Why are they paying 6.4% on processing fees? What is "movement support" and where is the travel to? Do they have to publicly disclose these disbursements anywhere? This seems sketchy at best.


‘Processing fees’ likely includes the cost of administering the CRM, creating tax receipts and reports, donor support, and all the other ‘processing’ tasks that come with running a large fundraising effort. It wouldn’t just be the credit card fees.


Wikipedia is full of the kind of stuff mainstream payment processors balk at, so they might have to use a higher risk processor with higher fees.


Easily Checked:

Wikimedia accepts Paypal, Apple Pay, Google Pay, Visa, Mastercard, Amex, Check, ACH and Money Order.

Pretty hard to argue that mainstream processors don't like them.

Processors charge higher fees to merchants that are in lines of business with high fraud and chargeback risk, has nothing to do with whether they agree with them morally.
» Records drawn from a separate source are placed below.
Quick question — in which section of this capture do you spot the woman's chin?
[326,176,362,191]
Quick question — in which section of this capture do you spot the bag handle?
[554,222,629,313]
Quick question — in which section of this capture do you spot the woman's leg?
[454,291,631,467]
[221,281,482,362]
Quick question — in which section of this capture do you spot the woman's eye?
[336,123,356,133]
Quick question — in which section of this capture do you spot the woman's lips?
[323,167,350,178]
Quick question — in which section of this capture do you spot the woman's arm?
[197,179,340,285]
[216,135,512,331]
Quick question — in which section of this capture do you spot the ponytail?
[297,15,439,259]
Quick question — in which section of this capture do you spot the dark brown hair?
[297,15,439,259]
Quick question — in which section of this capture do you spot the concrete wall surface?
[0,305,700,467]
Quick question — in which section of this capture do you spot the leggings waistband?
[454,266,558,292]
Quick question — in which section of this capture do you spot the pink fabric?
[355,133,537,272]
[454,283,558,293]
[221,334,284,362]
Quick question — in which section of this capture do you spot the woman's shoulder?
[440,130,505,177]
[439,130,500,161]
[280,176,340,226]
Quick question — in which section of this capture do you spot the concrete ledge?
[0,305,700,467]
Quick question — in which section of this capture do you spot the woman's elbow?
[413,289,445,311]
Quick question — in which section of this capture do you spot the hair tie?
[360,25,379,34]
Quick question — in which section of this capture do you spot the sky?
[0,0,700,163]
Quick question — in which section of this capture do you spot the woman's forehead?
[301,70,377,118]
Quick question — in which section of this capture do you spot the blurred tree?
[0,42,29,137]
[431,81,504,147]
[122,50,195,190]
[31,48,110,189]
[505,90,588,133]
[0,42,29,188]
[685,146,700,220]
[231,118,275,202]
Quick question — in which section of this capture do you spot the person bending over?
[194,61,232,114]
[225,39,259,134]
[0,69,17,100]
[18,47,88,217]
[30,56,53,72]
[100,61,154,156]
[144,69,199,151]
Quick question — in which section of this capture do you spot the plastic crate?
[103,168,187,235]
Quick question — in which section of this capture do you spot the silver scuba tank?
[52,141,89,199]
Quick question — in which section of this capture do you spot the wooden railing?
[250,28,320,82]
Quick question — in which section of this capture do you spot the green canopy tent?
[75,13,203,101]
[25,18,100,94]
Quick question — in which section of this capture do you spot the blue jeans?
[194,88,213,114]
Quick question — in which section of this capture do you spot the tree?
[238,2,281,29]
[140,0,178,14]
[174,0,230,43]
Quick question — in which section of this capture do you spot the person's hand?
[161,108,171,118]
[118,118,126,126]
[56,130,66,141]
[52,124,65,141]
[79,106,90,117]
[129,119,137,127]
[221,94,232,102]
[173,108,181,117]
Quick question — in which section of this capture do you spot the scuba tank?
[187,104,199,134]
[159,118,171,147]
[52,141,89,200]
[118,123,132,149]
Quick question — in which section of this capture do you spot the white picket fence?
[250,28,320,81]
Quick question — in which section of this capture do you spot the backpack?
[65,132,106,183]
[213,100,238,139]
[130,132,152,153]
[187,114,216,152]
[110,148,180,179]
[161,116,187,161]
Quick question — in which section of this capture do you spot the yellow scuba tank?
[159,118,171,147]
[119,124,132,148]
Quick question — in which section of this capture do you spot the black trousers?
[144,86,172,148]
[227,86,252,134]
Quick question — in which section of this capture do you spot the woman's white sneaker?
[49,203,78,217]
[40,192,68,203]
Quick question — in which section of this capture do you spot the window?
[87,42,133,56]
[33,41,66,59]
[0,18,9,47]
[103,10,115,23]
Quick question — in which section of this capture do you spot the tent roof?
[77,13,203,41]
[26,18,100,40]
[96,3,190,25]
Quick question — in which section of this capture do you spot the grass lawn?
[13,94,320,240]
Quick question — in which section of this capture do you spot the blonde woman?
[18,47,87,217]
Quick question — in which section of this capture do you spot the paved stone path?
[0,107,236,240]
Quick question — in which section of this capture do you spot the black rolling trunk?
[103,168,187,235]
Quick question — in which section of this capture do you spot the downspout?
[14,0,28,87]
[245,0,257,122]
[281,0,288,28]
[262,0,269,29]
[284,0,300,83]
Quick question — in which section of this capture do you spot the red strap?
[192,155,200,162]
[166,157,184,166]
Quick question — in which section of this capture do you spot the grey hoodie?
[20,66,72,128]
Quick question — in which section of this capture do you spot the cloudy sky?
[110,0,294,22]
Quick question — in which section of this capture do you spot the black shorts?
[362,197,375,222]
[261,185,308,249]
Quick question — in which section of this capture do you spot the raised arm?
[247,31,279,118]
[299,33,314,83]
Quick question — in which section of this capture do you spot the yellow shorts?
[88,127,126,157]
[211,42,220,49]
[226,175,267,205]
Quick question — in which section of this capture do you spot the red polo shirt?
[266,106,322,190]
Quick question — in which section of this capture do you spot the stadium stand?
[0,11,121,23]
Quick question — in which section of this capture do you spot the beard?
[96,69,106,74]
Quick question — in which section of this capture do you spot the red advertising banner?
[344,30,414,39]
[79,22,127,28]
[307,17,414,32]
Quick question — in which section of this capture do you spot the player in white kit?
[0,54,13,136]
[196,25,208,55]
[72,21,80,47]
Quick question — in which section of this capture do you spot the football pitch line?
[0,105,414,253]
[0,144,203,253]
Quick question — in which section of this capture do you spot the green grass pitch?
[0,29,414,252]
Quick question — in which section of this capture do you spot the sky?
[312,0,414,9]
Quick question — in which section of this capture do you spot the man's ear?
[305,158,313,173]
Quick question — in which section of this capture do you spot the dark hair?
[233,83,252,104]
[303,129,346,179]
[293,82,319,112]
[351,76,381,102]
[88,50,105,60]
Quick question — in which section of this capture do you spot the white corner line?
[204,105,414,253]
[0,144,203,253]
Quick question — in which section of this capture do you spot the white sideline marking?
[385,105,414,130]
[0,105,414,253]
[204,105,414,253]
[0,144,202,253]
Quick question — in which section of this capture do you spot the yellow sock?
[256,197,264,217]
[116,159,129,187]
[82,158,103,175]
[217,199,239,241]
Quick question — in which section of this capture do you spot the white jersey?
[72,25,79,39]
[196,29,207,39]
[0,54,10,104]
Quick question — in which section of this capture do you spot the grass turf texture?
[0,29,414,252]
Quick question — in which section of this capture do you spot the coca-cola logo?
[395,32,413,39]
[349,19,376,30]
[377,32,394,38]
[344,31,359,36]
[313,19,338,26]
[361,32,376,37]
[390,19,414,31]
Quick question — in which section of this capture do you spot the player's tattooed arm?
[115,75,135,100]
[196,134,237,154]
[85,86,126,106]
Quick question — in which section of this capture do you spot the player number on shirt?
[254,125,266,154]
They refuse merchants with business they don't like.

If it were the case that processors didn't like what wikipedia publishes, they would not be able to accept payment, not have high fees.

I can't imagine that wikipedia has high chargeback rates, and clearly the processors don't mind doing business with them.

The processing line item probably includes not just the fees that they have to pay to processors, but FX fees, the cost of banking, the cost of paying people to open envelopes, the cost of accounting, etc.


> I can't imagine that wikipedia has high chargeback rates, and clearly the processors don't mind doing business with them.

Its actually somewhat common for people who steal credit cards to use non profits like wikipedia to "test" them. Typically such sites have no minimum donation, have donations from all over the world so fraud detection wont think its weird you're spending money half way across the world.


Check the source on the donation page. It looks like they actually use something called Gr4vy above all that to handle payments.

https://gr4vy.com

Using a platform with its own fee on top of payment processor fees would explain the 6.4%.


Don't you think their brand recognition would be an easy way around that?


No. Why would a payment processor make an exception to its risk-based rules for an organization that increases exposure to that risk? Brand recognition is a liability in this case.